I now realize my not leaving was a little extreme — not to mention spineless. But I was acting on my absolute conviction, inspired and repeatedly reinforced by pediatricians, authors and the U.S. government, that breast is best by a wide and indisputable margin. Now it’s starting to look like I, and millions of others who made significant sacrifices based on that assumption, may have been wrong.

No one is saying that breast-feeding isn’t perhaps, by some measures, a little bit better for your baby’s health, but the argument coming from critics such as Joan Wolf, an associate professor of women’s studies at Texas A&M University, is that the actual scientific research doesn’t say much beyond that. In her 2011 book, “Is Breast Best?” Wolf repeatedly cites studies with conflicting outcomes, important methodological problems, and results far less dramatic than we’ve been led to believe.

“My biggest concern is that we have blown infant feeding completely out proportion,” Wolf says. “I’m certainly not against breast-feeding in any way, and I think it’s a perfectly viable choice for women who want to do it. But I think it’s very hard right now for a woman to decide whether to breast-feed — there are so many external pressures telling them that it’s the only thing to do, the only reasonable thing to do if you care about your baby. And that concerns me — that we have skewed the alternatives here in ways that are completely inaccurate.”
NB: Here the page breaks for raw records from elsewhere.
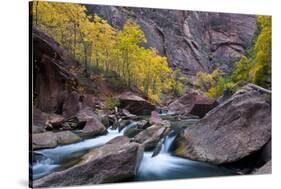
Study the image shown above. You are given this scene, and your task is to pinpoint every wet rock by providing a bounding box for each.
[118,92,155,115]
[124,128,143,138]
[176,85,271,164]
[32,132,57,150]
[32,131,81,150]
[55,131,81,145]
[33,143,143,187]
[149,111,163,125]
[80,116,107,137]
[106,136,130,145]
[134,125,169,150]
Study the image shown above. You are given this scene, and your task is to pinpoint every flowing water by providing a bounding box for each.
[32,123,234,181]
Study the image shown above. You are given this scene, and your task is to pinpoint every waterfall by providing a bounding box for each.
[31,122,233,181]
[32,123,128,179]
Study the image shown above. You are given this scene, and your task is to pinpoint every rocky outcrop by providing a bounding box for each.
[62,91,82,117]
[32,28,78,114]
[175,85,271,164]
[32,131,81,150]
[77,108,107,137]
[168,92,218,117]
[134,125,169,150]
[86,5,256,76]
[117,92,156,115]
[253,160,272,175]
[33,141,143,188]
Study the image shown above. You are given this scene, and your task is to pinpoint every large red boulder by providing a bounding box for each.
[168,92,218,118]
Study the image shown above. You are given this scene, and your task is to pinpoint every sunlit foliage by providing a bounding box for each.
[32,1,182,102]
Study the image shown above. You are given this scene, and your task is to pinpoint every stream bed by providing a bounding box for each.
[31,123,236,181]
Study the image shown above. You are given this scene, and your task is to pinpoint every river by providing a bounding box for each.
[31,123,235,181]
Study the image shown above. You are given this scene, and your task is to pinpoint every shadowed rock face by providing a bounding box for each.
[168,93,218,118]
[32,28,78,113]
[86,5,256,76]
[176,87,271,164]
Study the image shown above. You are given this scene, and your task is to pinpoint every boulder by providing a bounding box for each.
[134,125,169,150]
[32,107,49,128]
[32,132,58,150]
[175,86,271,164]
[62,91,82,117]
[118,92,156,115]
[45,113,65,130]
[33,143,143,188]
[106,136,130,145]
[149,111,162,125]
[168,92,218,118]
[55,131,81,145]
[32,131,81,150]
[253,160,272,175]
[80,114,107,137]
[124,128,143,138]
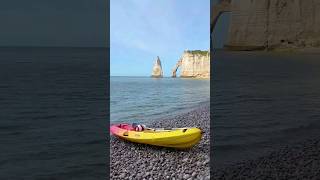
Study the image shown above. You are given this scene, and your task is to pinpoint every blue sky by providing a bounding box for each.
[110,0,210,76]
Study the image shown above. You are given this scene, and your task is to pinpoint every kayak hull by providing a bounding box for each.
[110,124,202,149]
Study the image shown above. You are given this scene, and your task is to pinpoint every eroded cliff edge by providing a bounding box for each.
[214,0,320,50]
[172,50,210,78]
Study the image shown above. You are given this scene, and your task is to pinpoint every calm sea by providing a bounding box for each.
[0,48,109,179]
[210,52,320,167]
[110,77,210,123]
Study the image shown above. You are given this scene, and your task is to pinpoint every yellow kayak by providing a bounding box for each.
[110,124,202,149]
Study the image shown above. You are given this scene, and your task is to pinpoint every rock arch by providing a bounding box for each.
[171,59,182,78]
[210,0,231,34]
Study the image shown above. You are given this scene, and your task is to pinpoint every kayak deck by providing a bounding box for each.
[110,124,202,149]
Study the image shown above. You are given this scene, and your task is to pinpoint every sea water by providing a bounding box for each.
[110,77,210,123]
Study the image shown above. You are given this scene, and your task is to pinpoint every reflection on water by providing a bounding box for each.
[110,77,210,123]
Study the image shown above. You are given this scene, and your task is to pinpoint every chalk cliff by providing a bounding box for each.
[211,0,320,50]
[151,56,163,78]
[172,50,210,78]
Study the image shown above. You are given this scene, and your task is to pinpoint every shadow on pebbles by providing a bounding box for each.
[110,104,210,180]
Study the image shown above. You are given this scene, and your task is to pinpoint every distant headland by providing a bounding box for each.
[151,50,210,79]
[211,0,320,51]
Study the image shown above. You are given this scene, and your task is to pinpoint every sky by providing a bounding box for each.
[110,0,210,76]
[0,0,109,47]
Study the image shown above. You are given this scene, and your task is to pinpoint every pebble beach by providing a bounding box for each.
[212,139,320,180]
[110,103,210,180]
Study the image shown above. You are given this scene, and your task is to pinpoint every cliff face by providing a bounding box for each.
[226,0,320,50]
[151,56,163,78]
[172,50,210,78]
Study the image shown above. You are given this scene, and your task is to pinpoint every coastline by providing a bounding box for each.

Breast-feeding advocates acknowledge that the data isn’t perfect. Because scientists can’t ethically perform experiments in which women are randomly assigned to breast-feed or bottle-feed, they can’t be completely sure that better outcomes are actually caused by breast-feeding, as opposed to the type of mothering associated with breast-feeding, according to Dr. Richard Schanler, chairman of the American Academy of Pediatrics’ section on breast-feeding.

But Schanler points to an analysis of existing studies in an AAP policy statement that he co-authored. In the analysis, more breast-feeding was associated with better health outcomes.

“When you can’t do a randomized trial, one of the next things you’d like to do is a dose response: Do you get more effect with more breast-feeding? And you see that with a lot of the outcomes that we’ve measured,” he says. “To me, that’s very telling. But can I swear that this is causation, or just association? I can’t, but I have a feeling a lot of this is causation.”